The former employees, mostly born in the 1950s and '60s baby booms, have now surpassed the retirement age for blue-collar workers-55 for men and 50 for women-and large numbers of them have started collecting the State pension.
Meanwhile, the job evaporation in the northeast has seen many young people move to Beijing and other economically vibrant regions, meaning they do not contribute to the pension fund in their home province.
Moreover, their numbers are fewer because many were born after the one-child rule was introduced in 1980.
In the first decade of this century, Heilongjiang saw a net outflow of 1.26 million residents. Meanwhile, starting in 2010, an average 100,000 people moved elsewhere every year, according to the provincial statistics bureau.
More than 30 percent of those people are age 20 to 30, and less than 20 percent have reached retirement age, it said.

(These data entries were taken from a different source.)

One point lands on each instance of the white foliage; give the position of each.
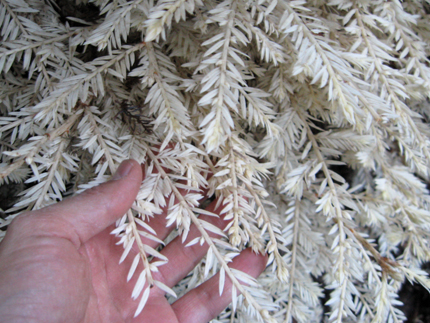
(312, 117)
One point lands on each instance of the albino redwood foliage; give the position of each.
(312, 117)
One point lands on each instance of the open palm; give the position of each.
(60, 263)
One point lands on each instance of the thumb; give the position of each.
(81, 217)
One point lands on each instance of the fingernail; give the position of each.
(123, 170)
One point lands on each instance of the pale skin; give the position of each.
(60, 263)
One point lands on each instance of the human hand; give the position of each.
(60, 263)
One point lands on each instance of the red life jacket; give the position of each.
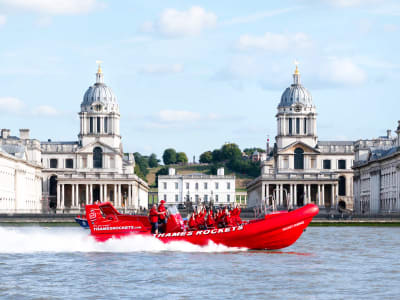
(153, 216)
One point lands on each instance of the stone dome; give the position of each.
(296, 93)
(99, 94)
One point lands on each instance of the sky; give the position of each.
(194, 75)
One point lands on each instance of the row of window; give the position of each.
(69, 162)
(197, 199)
(196, 185)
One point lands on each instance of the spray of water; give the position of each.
(39, 239)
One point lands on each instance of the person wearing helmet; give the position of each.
(162, 216)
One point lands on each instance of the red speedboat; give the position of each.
(274, 231)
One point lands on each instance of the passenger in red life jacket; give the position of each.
(210, 220)
(153, 218)
(192, 222)
(162, 218)
(228, 219)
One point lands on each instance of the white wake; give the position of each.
(52, 239)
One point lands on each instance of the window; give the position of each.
(342, 164)
(69, 163)
(53, 163)
(342, 186)
(91, 124)
(299, 159)
(326, 164)
(97, 158)
(98, 124)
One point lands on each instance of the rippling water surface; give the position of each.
(325, 263)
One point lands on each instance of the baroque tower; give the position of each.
(296, 117)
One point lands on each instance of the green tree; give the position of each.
(169, 156)
(206, 157)
(230, 151)
(181, 158)
(153, 161)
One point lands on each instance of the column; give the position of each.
(87, 194)
(319, 195)
(91, 194)
(72, 195)
(129, 196)
(115, 194)
(101, 193)
(62, 196)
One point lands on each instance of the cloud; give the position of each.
(3, 20)
(52, 7)
(175, 23)
(45, 110)
(258, 16)
(10, 104)
(274, 42)
(162, 69)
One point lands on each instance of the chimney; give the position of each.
(221, 172)
(24, 134)
(5, 133)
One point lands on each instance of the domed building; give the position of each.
(94, 168)
(302, 169)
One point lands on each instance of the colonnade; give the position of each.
(280, 192)
(82, 194)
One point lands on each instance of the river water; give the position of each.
(325, 263)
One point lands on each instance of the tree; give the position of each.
(230, 152)
(169, 156)
(217, 155)
(153, 161)
(181, 158)
(206, 157)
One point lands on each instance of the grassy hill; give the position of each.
(241, 179)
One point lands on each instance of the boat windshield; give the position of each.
(172, 210)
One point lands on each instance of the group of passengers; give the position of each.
(203, 219)
(158, 217)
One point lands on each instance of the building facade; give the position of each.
(377, 175)
(20, 174)
(303, 169)
(197, 188)
(94, 168)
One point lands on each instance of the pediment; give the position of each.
(306, 148)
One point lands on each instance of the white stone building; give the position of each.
(20, 174)
(197, 188)
(302, 169)
(377, 175)
(94, 168)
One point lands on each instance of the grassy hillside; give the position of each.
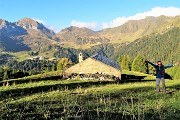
(89, 99)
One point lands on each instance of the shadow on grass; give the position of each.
(20, 81)
(19, 92)
(79, 113)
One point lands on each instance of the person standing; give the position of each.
(160, 71)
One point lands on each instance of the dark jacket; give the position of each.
(160, 71)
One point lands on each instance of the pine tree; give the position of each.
(63, 63)
(124, 62)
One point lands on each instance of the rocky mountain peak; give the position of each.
(28, 23)
(34, 27)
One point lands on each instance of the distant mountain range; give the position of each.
(28, 34)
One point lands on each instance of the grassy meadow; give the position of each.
(46, 98)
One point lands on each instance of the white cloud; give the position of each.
(90, 25)
(55, 29)
(158, 11)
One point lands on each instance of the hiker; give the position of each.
(160, 71)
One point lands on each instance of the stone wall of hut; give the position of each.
(93, 66)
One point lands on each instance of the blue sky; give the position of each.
(94, 14)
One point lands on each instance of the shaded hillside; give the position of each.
(12, 44)
(35, 28)
(135, 29)
(76, 37)
(165, 47)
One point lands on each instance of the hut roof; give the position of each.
(106, 60)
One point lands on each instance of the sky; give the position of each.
(93, 14)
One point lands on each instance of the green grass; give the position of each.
(90, 99)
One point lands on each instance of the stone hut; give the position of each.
(97, 63)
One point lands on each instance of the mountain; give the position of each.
(35, 28)
(10, 29)
(78, 37)
(134, 29)
(161, 46)
(23, 35)
(28, 34)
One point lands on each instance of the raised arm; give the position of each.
(169, 65)
(154, 65)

The workers' migration to the coastal regions has created a huge discrepancy in the health of pension funds in different parts of the country.
In 2017, Yin Weimin, a former minister of human resources and social security, said that at 1.3-to-1, Heilongjiang had the country's lowest contributor-collector ratio, suggesting immense payout pressure.
However, the ratio was 9-to-1 in Guangdong province, the manufacturing and trading hub in South China, he said.
Experts said that in addition to putting pressure on fund payouts, the fragmented system has caused problems such as a gap in benefit collections, as the contribution rate varies from area to area and the benefits are calculated according to local income levels.